De Regeerakkoorden Rutte I en II zijn van invloed op de uitvoering van aanvullende
maatregelen uit de stroomgebiedbeheerplannen van 2009 in het regionale watersysteem.
Met het Onderhandelingsakkoord Decentralisatie Natuur is de verantwoordelijkheid voor
het natuurbeleid overgedragen van rijk naar provincies en zijn afspraken gemaakt over
de afronding van het Investerings-budget Landelijk Gebied. Provincies hebben toegezegd
een scherpe prioriteitstelling te hanteren bij de inzet van beschikbare middelen voor
inrichting en beheer vanwege internationale verplichtingen, zoals KRW en Natura 2000.
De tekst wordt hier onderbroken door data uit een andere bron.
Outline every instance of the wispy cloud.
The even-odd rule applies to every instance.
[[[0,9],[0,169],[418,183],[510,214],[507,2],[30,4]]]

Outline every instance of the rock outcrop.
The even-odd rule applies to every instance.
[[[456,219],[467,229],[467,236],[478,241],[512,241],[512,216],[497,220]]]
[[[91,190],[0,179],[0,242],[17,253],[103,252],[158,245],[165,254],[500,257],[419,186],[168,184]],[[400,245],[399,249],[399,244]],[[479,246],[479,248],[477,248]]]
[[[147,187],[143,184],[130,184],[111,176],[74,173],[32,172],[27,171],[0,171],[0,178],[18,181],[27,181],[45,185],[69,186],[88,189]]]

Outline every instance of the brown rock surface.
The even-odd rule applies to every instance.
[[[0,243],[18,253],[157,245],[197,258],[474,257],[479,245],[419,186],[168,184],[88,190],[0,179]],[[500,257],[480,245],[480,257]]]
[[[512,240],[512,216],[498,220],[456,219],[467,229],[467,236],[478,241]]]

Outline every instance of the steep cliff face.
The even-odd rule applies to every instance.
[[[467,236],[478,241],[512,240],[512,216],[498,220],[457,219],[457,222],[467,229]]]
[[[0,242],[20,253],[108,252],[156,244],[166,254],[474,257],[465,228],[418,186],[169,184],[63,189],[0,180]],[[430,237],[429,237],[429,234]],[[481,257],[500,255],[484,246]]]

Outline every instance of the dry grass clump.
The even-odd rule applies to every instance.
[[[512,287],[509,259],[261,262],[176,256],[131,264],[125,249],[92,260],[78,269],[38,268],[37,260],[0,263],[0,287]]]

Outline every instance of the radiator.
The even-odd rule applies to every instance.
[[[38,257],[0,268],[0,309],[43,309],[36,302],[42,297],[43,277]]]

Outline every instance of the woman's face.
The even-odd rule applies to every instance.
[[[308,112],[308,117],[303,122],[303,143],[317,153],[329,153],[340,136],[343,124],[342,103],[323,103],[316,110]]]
Op dit moment worden de beschikbare gronden verdeeld over de provincies en naar verwachting
kan in het tweede kwartaal van 2013 worden aangegeven welk effect dit heeft voor de
uitvoering van het pakket met aanvullende KRW maatregelen 2010–2015 in het regionale
watersysteem.
Mijn voorganger heeft de Kamer reeds geïnformeerd dat hij op grond van het Regeerakkoord
Rutte I ongeveer een derde van het pakket met aanvullende maatregelen 2010–2015 van
het hoofdwatersysteem heeft moeten uitstellen tot na 2015 (Kamerstuk 27 625, nr. 189). Als gevolg van het Regeerakkoord Rutte I heb ik vooralsnog geen middelen op de
begroting om na 2015 maatregelen in het hoofdwatersysteem uit te voeren. De Kaderrichtlijn
Water kent tussenstappen in de vorm van actualisatie van de stroomgebiedbeheerplannen
in 2015 en 2021. Op grond van de ontwikkeling van de toestand en de belasting van
de watersystemen bepalen we komend jaar de resterende opgave, ook voor wat betreft
medicijnen en microplastics. Op grond van bovengenoemde ontwikkelingen wil ik u medio
2013 middels een brief nader informeren over de wijze waarop ik tegen 2027 aan de
doelen wil voldoen. Ik zal daarbij rekening houden met de uitkomsten van het Innovatieprogramma,
de toestand van het water en de beschikbare middelen.
Ik ben begonnen met melden dat de waterkwaliteit verbetert. De meeste functies kunnen
ongestoord doorgang vinden. Maar we zijn er nog niet. En we moeten ook waakzaam blijven
voor nieuwe problemen. Ik blijf mij daarom de komende tijd inzetten voor de specifieke
opgaven opdat duurzaam gebruik van water, nu en in de toekomst, vanzelfsprekend is.